И тут Ганс от ужаса закрыл глаза; случилось что-то страшное, почти невозможное — мать впервые в его жизни потеряла самообладание и зарыдала:
— Ты, видно, позабыл, как четыре года визжал от злости, когда был в армии. Как валялся в грязи и дрожал за свою жизнь. Как ты кричал: «Долой войну!» Ты… Ты… И ты еще можешь смеяться!
На мать было жутко смотреть — так исказилось от гнева и горя ее худое лицо. Вдруг она залилась краской стыда, словно опалившей ее внутренним огнем, и, содрогаясь от рыданий, убежала в спальню. Отец отшатнулся, будто увидел привидение, и прижался спиной к стене, вытянув вперед руки… Его глаза за стеклами очков расширились от страха… Он весь как-то сгорбился по-стариковски и медленно потащился вслед за матерью…
Тетя, зять, Ганс и Грета печально стояли вокруг празднично накрытого стола и молчали. Мужчины курили, а женщины делали вид, что им нужно что-то подправить на елке и на столике, заваленном подарками; в печке тихонько потрескивали дрова, в комнате царил приятный полумрак. После утомительной суеты этого дня, стоя возле стола, уставленного вкусной едой, все почувствовали, что хотят есть.
Резкий телефонный звонок прозвучал почти как сигнал спасения. Ганс бросился к двери, но мать его опередила: он услышал ее голос, счастливый и взволнованный: «Кристоф?» И сквозь щель неплотно прикрытой двери он увидел ее пылающее лицо, потом закрыл дверь и улыбнулся — первый раз за много месяцев.
8
Кристоф, лежа плашмя на холодной, промерзшей земле, смотрел на эти огромные бессмысленные здания с позиции червяка; он промок от пота и дрожал от холода, а ноги были так натружены и разбиты, что он не мог ими шевельнуть; словно обезумев от страха, его отделение металось вокруг, как стая вспугнутых птиц, старающихся прижаться к земле и иногда взмахивающих крыльями.

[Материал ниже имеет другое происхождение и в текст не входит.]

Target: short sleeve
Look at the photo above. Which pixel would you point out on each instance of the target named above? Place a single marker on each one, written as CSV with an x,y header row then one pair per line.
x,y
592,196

Из брызжущего слюной рта унтер-офицера пулеметными очередями выстреливали команды «Ложись! Встать! Бегом марш!» с такой скоростью, что Кристоф не то что вскочить, он вообще не успевал встать во весь рост и лишь время от времени немного приподнимался. Даже ледяной холод, пронизывавший тело, не мог заставить его выполнить команду, так сильно он был измочален. С удивительным спокойствием он наблюдал за унтер-офицером Мирглером, разыгрывавшим перед ними свой «дебют». Любая мелочь, неправильно выполненная команда приводили его в бешенство, и на смазливом лице появлялось выражение яростного гнева, который тут же обрушивался на голову провинившегося; почти час он муштровал солдат здесь, за конюшнями…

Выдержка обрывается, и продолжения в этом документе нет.